According to the Ashland Union of June 22, 1859, “Being
erected on Center Street, all of brick, are the private residences of Jacob
Hildebrand, Dr. J.P. Cowan, and Jonas Freer.”
Hildebrand came to America alone when he was only 13,
according to Hill’s Ashland County History. A native of Germany, he
eventually migrated to Pennsylvania, and came to Ashland County with
the Studebaker family in 1835. He first worked as a blacksmith.
Gen. Willard Slocum, the county’s highest ranking Civil War soldier,
appointed him assistant internal revenue collector. Later, he sold
insurance and served as a city councilman. His son, George, became the
editor of the Ashland Times and continued in the capacity when the Times and Gazette merged. Among the other owners of the house between 1865 and 1885 was J.B.F. Sampsel. While removing wallpaper, the Conrad family who lived in the home in the 1980’s found his name written on the wall underneath.
Originally, the home was Greek Revival. Since Philip Shearer, who purchased the home in 1885, was in the lumber business (Kagey and Shearer on the corner of Washington and Taylor Streets), it is very possible that he had the addition constructed and made other changes.
When his daughter, Kit, married F.J. Bockley, they moved in her parents, as was the common practice at that time. A 1911 city directory lists the Bockleys living there with their children, Martha and Philip, students. Another notation in the Ashland Press announced that that Fred Bockley had a new porch built on his Center Street home. For a period of 75 years, the house remained in the Bockley name.
Daughter Martha remained in the house many years after her parents’ deaths.
Forrest L. Conrad, Jr. and Judith Conrad purchased the home in 1987 from Kenneth E. and Sandra Booth, who bought it from the Bockley estate 10 years earlier.

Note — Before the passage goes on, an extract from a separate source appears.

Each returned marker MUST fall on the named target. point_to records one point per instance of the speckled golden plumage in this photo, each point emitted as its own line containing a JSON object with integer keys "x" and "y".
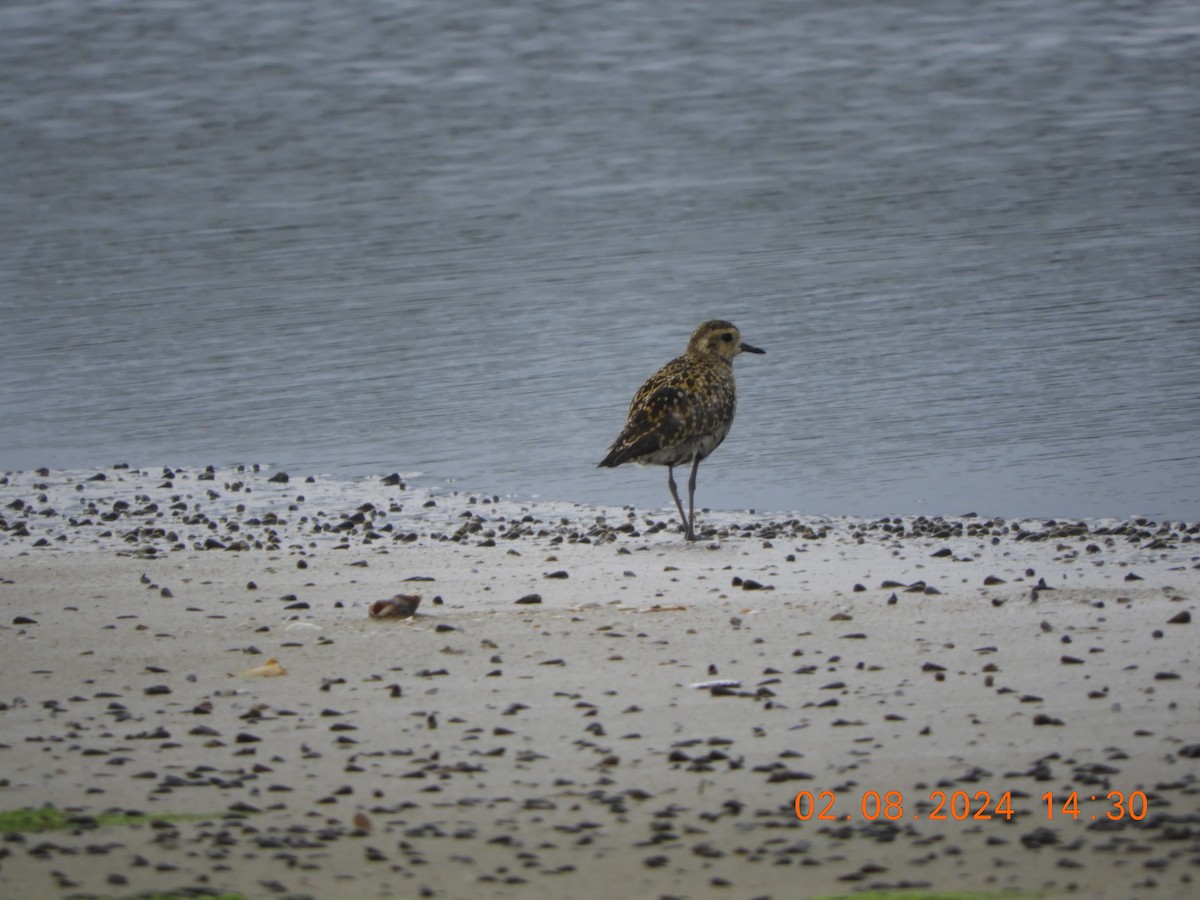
{"x": 684, "y": 411}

Continuing the restoration work, Ken and Diane Hammontree purchased the building and have operated the Jenny Wade Bed and Breakfast since 2003.
Architectural features of interest include the parquet floor in the entry hall, long self-supporting staircase, the French doors with leaded glass, dental molding, the leather wainscoting, cherry hardwood floors, and teardrop window trim.